教えたがりの上司は現場のスタッフに助言をすることで、自分の上司としての立場を確立しようとしています。

このような上司は一見すると物腰も柔らかく、パワハラ的要素が少ない人も多いので、自分自身も部下から慕われているような感覚に陥っているところがあります。

また勉強熱心でビジネス書や自己啓発本などを読み漁っては、その知識を部下に披露したがる人も多いです。自分が読んだ本を貸したがったり、何かと偉人の格言を引用したがる上司が典型ですね。

しかし接客の現場における頼りになる上司とは、必要な時に必要なタイミングで必要な量のアドバイスを投入してくれる人です。

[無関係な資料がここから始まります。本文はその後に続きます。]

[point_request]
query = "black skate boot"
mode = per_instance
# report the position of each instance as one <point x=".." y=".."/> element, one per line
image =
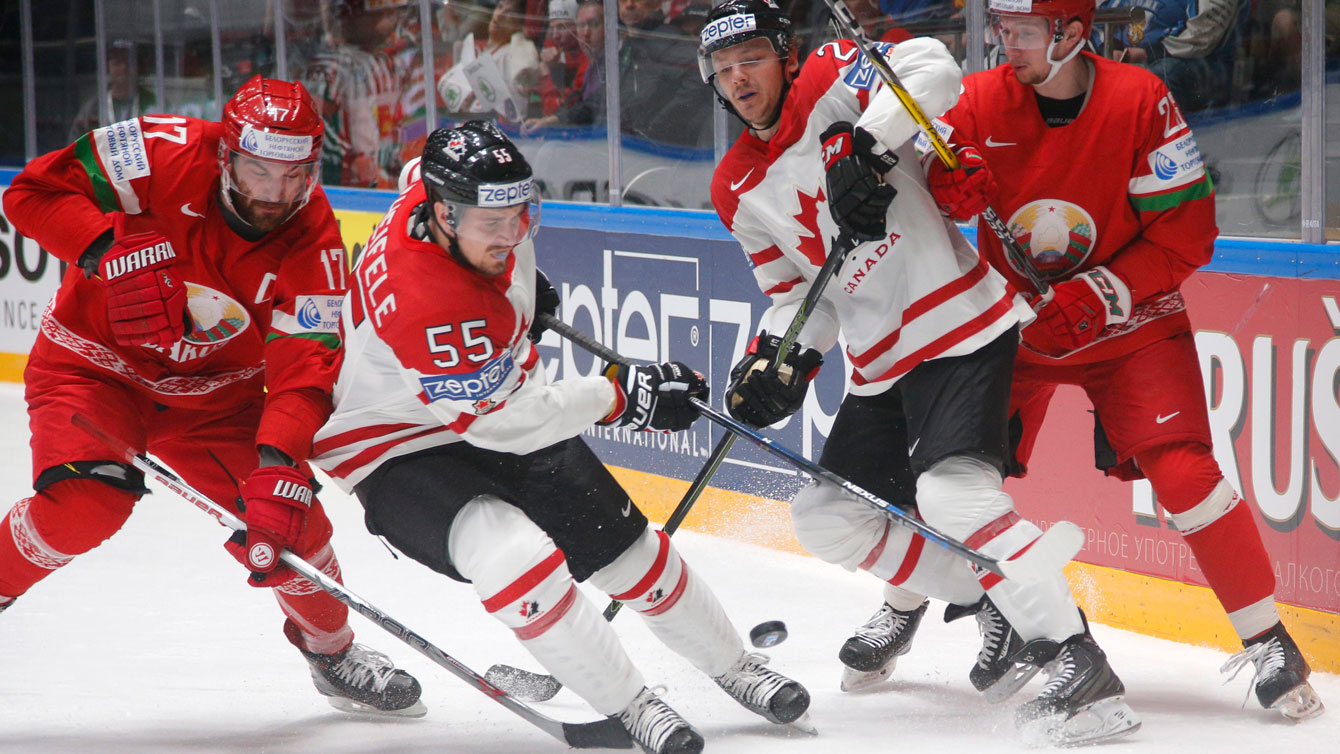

デキる上司は常にリアルな現場の空気を察知するように努めていて、現場スタッフの負担をできるだけ軽くするような計らいに気を配っています。

間違っても解決済みのクレームに対して長々と時間を割いた説明を求めることもなければ、後輩や他部署のためという名目でマニュアルのような書類の作成を求めてくることもありません。

つまり教えたがりの上司は、自分が気の利く上司だと思い込んでいて、とんちんかんなアドバイスで現場スタッフの士気を下げていることに気づいていないのです。

残念な上司は一度現場の最前線に従事する機会がない限り、今後もスタンスが変わることはないでしょう。

あとは現場のスタッフが情報の取捨選択を行って、業務に支障がない程度の連絡だけを意識して行うことが大切です。

もしも自分がウザい上司にあてはまるのでは・・・と心当たりがある人は(そう思えるだけ初期症状ですが)、自分がしようとしているアドバイスが、本当に相手にとって必要な助言なのか?を精査する意識を持っていきましょう。